Postlethwaite to deliver fall Mellby Lecture on ‘The Monster’s Plot’
St. Olaf College Professor of English Diana Postlethwaite will deliver the fall Mellby Lecture, titled The Monster’s Plot: Memory, Intelligence, and Time in Mary Shelley’s Frankenstein, on November 14.
The lecture, which will begin at 7:30 p.m. in Viking Theater in Buntrock Commons, is free and open to the public. It will be streamed live and archived online.

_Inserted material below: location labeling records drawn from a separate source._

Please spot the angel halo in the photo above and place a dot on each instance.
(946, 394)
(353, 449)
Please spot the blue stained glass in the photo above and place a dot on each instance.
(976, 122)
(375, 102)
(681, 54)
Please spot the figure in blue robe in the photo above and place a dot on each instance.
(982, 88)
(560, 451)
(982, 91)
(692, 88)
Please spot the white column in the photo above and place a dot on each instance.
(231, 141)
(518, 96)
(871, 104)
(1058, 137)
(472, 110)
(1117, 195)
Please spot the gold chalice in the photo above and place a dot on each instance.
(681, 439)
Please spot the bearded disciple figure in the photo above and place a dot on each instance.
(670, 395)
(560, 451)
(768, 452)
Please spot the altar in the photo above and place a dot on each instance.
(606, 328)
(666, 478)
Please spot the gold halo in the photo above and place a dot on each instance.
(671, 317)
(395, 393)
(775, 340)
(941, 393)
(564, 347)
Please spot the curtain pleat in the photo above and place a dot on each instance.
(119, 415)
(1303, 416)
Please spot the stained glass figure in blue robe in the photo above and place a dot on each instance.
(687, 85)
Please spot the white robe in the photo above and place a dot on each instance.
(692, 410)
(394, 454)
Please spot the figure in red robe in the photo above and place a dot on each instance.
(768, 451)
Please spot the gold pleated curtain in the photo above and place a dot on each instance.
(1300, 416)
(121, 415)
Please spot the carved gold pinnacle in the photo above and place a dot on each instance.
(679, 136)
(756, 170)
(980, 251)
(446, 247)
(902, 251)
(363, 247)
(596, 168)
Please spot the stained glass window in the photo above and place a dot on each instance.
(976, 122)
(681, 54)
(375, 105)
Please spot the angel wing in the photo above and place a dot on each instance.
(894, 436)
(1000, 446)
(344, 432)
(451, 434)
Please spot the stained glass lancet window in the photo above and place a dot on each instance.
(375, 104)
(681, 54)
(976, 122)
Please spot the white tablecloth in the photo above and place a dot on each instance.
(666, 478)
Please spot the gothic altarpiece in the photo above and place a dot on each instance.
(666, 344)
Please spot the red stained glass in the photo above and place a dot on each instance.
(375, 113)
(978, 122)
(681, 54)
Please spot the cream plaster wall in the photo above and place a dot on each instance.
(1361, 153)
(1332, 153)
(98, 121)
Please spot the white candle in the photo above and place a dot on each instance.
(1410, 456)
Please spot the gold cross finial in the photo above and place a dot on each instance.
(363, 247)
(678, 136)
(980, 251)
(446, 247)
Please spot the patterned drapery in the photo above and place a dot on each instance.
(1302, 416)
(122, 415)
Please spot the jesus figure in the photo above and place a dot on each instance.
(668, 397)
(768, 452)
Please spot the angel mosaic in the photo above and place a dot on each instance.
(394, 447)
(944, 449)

Postlethwaite’s greatest academic interests are 19th-century British fiction, and the Victorian period in general, as well as film studies. She has published a book, articles, and reviews on George Eliot and 19th-century scientific psychology, including Making it Whole: A Victorian Circle and the Shape of Their World and “George Eliot and Science” in The Cambridge Companion to George Eliot.

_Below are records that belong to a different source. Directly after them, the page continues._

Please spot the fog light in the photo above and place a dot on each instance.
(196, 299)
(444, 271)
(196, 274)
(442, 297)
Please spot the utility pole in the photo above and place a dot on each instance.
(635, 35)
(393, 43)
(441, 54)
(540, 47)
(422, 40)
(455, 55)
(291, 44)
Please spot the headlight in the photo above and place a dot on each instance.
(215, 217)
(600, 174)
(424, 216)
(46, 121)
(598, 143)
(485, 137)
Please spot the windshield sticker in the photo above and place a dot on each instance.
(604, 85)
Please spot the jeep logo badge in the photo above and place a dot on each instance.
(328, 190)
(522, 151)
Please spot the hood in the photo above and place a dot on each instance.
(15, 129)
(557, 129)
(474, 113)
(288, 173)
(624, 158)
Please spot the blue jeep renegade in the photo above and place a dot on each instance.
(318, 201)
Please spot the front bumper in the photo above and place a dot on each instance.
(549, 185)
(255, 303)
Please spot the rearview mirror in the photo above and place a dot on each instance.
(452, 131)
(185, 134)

A Minnesota native, Postlethwaite graduated magna cum laude and Phi Beta Kappa from Harvard University before earning her doctorate from Yale University. She went on to teach at Yale, the University
of Chicago, and Mount Holyoke College before joining the St. Olaf English faculty in 1988.
About the Mellby Lecture
The annual Mellby Lectures are named in remembrance of St. Olaf faculty member Carl A. Mellby and were established in 1983 to give professors the opportunity to share their research with the public. Mellby, known as “the father of social sciences” at St. Olaf, started the first courses in economics, sociology, political science, and art history at the college. He was professor and administrator from 1901 to 1949, taught Greek, German, French, religion, and philosophy, and is credited with creating the college’s honor system.